Front-month U.S. benchmark crude-oil futures prices dropped $4.58 a barrel in the previous two days, ending Thursday at a new 2013 low. Prices barely staggered to their feet after the two-day pounding, in which commodity funds shed their expectations of near-term higher prices, helped by a large jump in U.S. crude-oil inventories.

Market anxieties may not let up next week as the March-delivery contracts for reformulated-gasoline and heating-oil futures expire at Thursday's settlement and the March 1 deadline to break a government impasse and reach a deal to avoid $85 billion in automatic spending cuts looms. Failure to reach a deal likely would unnerve markets, traders said.

Light, sweet crude-oil futures for April delivery on the New York Mercantile Exchange settled 29 cents higher, at $93.13 a barrel. The contract fell 3.4%, the worst weekly performance for Nymex crude since Oct. 26, 2012.
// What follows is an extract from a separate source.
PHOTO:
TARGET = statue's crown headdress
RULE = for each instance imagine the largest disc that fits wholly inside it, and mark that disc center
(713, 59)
April ICE Brent crude oil, which lost $3.99 over the previous two days, settled 51 cents higher Friday, at $114.10 a barrel. The contract lost 3% in the week, the biggest decline since the week ended Dec. 7, 2012.

Analysts at Goldman Sachs said oil prices are now "in line with fundamentals" after moving too high on "forward-looking survey data generating renewed optimism" on the global economy and oil-demand growth. The reality of "lackluster" hard data on actual demand and weak physical markets for oil brought about the selloff, the analysts said in a note.

Pressure on U.S. crude prices built when the Energy Information Administration reported domestic crude-oil stocks rose by 4.1 million barrels last week, more than twice the expected level. Stocks are now sufficient to meet nearly 27 days of current low demand from refiners, EIA data show. That is the highest level of inventory cover since March 1994, and crude-oil stocks outright are at their highest level for this time of year on EIA data beginning in 1982.

Andy Lebow, senior vice president for energy futures at Jefferies Bache, said U.S. crude now appears set to trade in a range of $90-$95 for the near term, down from the recent $95-$100 span.

Meantime, fireworks may surround the expiration of the March-delivery reformulated gasoline futures contract next week. The contract dropped 9.8 cents a gallon in the previous three days from a 20-week high, before recovering to settle 1.4% higher Friday.

Price volatility is common at this time of year as refiners walk a fine line between producing enough fuel to meet the winter-grade specification for the March contract before switching to the costlier, cleaner-burning summer-grade fuel that meets the April contract specifications.

In the last four trading days of the March 2012 contract, RBOB futures, then at a seven-month high, fell 11.05 cents, or 3.5%.

March-delivery RBOB futures rose 4.31 cents a gallon Friday, to settle at $3.0796 a gallon.

March-delivery heating oil futures, which shed 12.8 cents over the previous four sessions, settled 0.85 cent higher, at $3.1042 a gallon.